A major Japanese corporation gave an unprecedented apology Sunday to a 94-year-old U.S. prisoner of war for using American POWs for forced labor during World War II, nearly 70 years after the war ended.

At the solemn ceremony hosted by the Museum of Tolerance at the Simon Wiesenthal Center in Los Angeles, James Murphy, of Santa Maria, accepted the apology from executives of Mitsubishi Materials in front of a projected image of the U.S. and Japanese flags.

Murphy, who was forced to work in Mitsubishi copper mines under harsh conditions, called the apology sincere and remorseful.

"This is a glorious day," Murphy said. "For 70 years we wanted this."

Rabbi Abraham Cooper, an associate dean at the center whose primary focus in the past has been Holocaust education, said he believes the move is unprecedented.

"As far as I know, this is a piece of history," Cooper told The Associated Press recently. "It's the first time a major Japanese company has ever made such a gesture.

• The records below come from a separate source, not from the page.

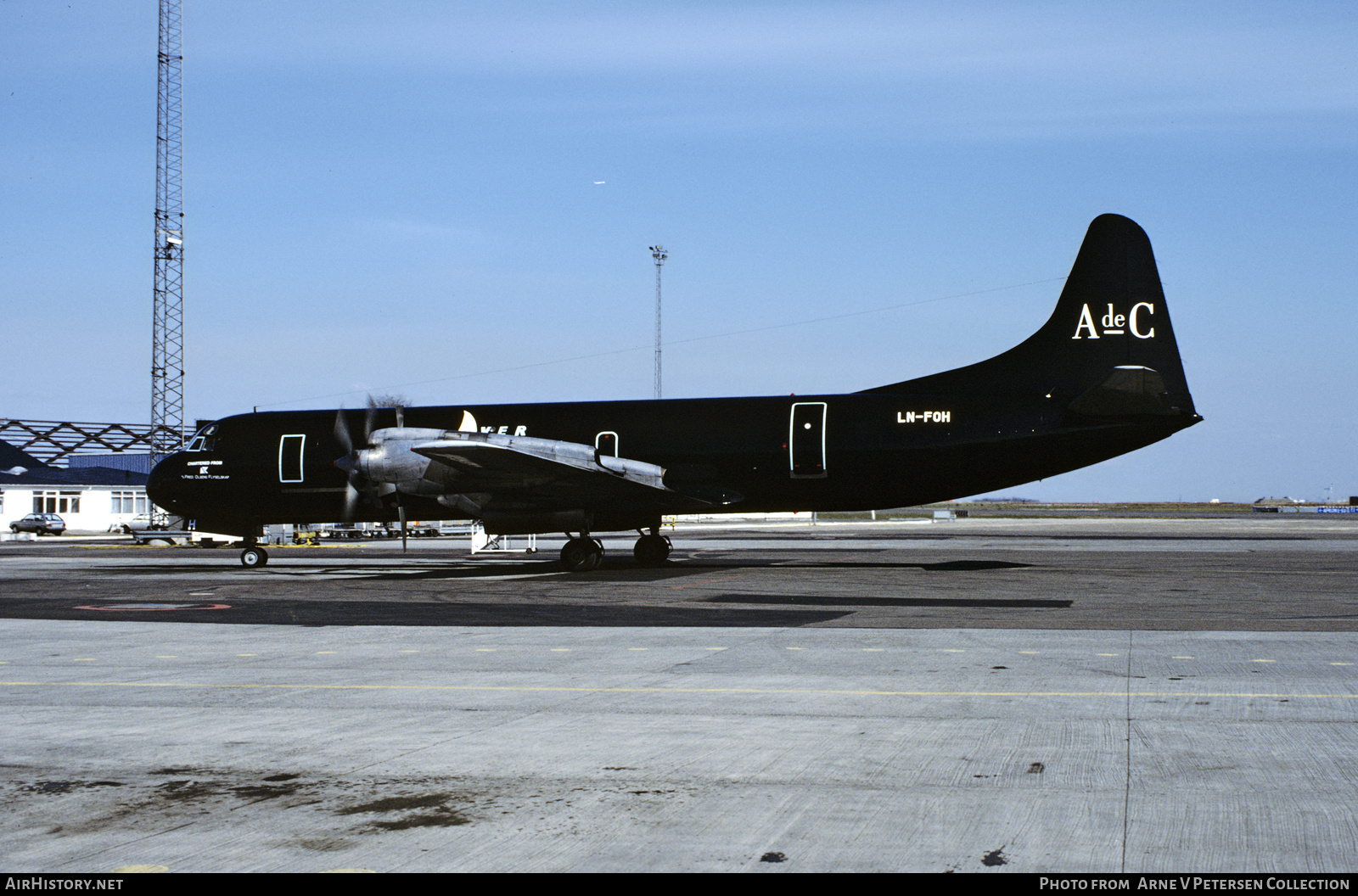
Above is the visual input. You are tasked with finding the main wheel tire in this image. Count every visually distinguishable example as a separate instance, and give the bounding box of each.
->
[561,538,603,573]
[631,535,670,566]
[240,547,269,568]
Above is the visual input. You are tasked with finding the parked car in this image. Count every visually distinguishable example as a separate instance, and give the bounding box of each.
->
[9,513,66,535]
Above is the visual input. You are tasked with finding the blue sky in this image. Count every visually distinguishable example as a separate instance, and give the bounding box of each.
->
[0,0,1358,501]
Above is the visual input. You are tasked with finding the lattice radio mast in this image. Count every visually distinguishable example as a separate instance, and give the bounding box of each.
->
[151,0,185,460]
[649,243,670,398]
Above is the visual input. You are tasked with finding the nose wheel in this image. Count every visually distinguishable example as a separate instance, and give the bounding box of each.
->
[561,538,603,573]
[240,547,269,568]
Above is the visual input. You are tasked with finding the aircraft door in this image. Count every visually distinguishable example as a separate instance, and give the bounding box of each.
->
[788,402,828,479]
[278,436,307,482]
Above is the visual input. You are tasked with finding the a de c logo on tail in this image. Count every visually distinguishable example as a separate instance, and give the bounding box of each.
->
[1070,301,1156,339]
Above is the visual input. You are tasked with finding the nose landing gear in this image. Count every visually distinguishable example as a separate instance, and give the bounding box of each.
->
[240,538,269,568]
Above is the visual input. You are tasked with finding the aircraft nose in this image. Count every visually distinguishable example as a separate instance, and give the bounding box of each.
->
[147,455,183,511]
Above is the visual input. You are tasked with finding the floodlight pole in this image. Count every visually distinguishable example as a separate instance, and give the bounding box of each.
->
[151,0,185,460]
[649,243,670,399]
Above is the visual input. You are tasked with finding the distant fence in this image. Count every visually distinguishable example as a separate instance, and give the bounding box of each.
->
[0,417,179,467]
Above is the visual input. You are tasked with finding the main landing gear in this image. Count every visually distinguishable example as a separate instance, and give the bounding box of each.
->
[631,527,672,566]
[561,525,672,573]
[561,532,603,573]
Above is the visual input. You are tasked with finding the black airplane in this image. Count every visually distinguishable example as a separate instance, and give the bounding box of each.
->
[147,215,1202,572]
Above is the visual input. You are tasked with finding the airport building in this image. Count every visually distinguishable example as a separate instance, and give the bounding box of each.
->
[0,441,151,532]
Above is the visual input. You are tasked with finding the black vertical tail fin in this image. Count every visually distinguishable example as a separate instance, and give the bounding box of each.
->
[864,215,1197,417]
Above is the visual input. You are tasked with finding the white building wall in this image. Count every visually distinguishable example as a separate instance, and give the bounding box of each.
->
[0,484,151,532]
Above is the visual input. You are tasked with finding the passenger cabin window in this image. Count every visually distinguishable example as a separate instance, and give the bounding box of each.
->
[278,436,307,482]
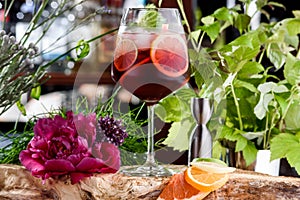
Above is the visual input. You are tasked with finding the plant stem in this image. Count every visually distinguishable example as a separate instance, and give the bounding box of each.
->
[279,86,297,132]
[40,28,118,69]
[230,83,243,131]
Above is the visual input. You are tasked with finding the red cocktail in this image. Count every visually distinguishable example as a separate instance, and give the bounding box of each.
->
[112,8,190,176]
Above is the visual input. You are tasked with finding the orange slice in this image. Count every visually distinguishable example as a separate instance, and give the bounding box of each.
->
[191,161,235,174]
[184,166,229,192]
[158,173,209,200]
[114,39,138,71]
[150,34,188,77]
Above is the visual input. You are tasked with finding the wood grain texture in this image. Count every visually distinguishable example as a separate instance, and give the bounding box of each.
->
[0,165,300,200]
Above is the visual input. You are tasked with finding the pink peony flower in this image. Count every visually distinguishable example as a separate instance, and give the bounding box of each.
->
[19,112,120,184]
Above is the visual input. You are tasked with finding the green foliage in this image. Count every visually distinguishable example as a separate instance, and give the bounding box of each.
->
[0,122,34,164]
[157,0,300,171]
[270,132,300,172]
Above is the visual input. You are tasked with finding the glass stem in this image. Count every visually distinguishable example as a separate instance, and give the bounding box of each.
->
[146,105,155,166]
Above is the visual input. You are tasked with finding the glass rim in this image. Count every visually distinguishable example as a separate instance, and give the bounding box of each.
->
[124,7,179,11]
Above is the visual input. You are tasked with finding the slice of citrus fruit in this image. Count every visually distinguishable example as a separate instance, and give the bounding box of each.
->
[158,173,209,200]
[184,166,229,192]
[150,34,188,77]
[114,38,138,71]
[191,160,235,174]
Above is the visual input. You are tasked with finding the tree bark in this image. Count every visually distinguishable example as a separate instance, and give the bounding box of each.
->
[0,165,300,200]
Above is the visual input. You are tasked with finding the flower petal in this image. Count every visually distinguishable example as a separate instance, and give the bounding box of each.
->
[45,159,75,172]
[76,157,104,172]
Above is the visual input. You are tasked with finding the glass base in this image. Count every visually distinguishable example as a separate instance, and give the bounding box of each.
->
[120,163,173,177]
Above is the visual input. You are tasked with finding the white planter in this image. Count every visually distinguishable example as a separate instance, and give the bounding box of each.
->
[255,150,280,176]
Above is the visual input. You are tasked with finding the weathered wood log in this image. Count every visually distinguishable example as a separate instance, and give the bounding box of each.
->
[0,165,300,200]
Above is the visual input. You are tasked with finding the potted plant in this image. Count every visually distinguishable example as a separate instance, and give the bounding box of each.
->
[157,1,300,175]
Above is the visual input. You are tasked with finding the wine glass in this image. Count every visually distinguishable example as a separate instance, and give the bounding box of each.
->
[111,8,190,176]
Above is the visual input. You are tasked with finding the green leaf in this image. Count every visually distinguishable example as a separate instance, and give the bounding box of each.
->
[213,7,233,24]
[75,40,90,61]
[243,141,257,166]
[270,133,300,173]
[163,119,196,151]
[257,82,289,94]
[234,14,251,33]
[16,100,26,116]
[217,126,257,165]
[201,15,215,25]
[30,85,42,100]
[238,61,264,79]
[282,18,300,36]
[254,94,273,120]
[155,93,191,123]
[255,0,268,10]
[190,29,201,41]
[201,21,221,42]
[234,79,258,93]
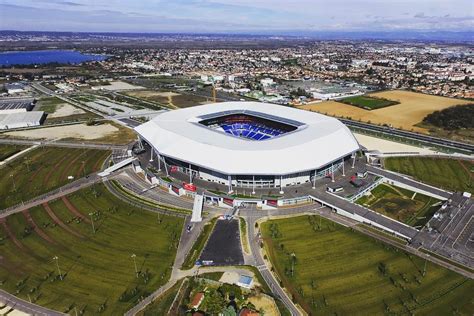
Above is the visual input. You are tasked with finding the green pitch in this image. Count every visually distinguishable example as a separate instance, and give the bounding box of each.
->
[0,185,183,315]
[384,157,474,193]
[260,216,474,315]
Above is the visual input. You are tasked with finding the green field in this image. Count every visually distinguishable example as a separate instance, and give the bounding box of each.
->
[338,95,398,110]
[138,280,187,316]
[384,157,474,193]
[356,184,441,226]
[0,145,28,161]
[35,97,99,124]
[260,216,474,315]
[0,185,183,315]
[0,147,110,209]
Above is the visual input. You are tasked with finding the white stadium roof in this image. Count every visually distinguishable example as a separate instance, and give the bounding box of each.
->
[135,102,359,175]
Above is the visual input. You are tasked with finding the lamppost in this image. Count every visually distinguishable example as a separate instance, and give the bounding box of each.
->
[10,173,16,191]
[131,253,138,278]
[89,212,95,234]
[53,256,63,281]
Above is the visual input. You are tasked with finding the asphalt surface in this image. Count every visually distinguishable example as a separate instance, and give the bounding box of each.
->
[199,219,244,266]
[339,118,474,154]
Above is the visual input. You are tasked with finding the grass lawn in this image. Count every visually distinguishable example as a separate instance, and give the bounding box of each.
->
[0,145,28,161]
[239,217,250,253]
[36,97,65,113]
[0,185,183,315]
[138,279,187,316]
[339,95,399,110]
[384,157,474,193]
[356,184,441,226]
[260,216,474,315]
[0,147,110,209]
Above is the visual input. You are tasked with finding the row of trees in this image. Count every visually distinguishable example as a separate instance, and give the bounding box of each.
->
[423,104,474,131]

We hope this will spur other companies to join in and do the same."

Japan's government issued a formal apology to American POWs in 2009 and again in 2010. But the dwindling ranks of POWs used as slaves at mines and industrial plants have so far had little luck in getting apologies from the corporations who used them, sometimes under brutal conditions.

Some 12,000 American prisoners were shipped to Japan and forced to work at more than 50 sites to support imperial Japan's war effort, and about 10 percent died, according to Kinue Tokudome, director of the U.S.-Japan Dialogue on POWs, who has spearheaded the lobbying effort for companies to apologize.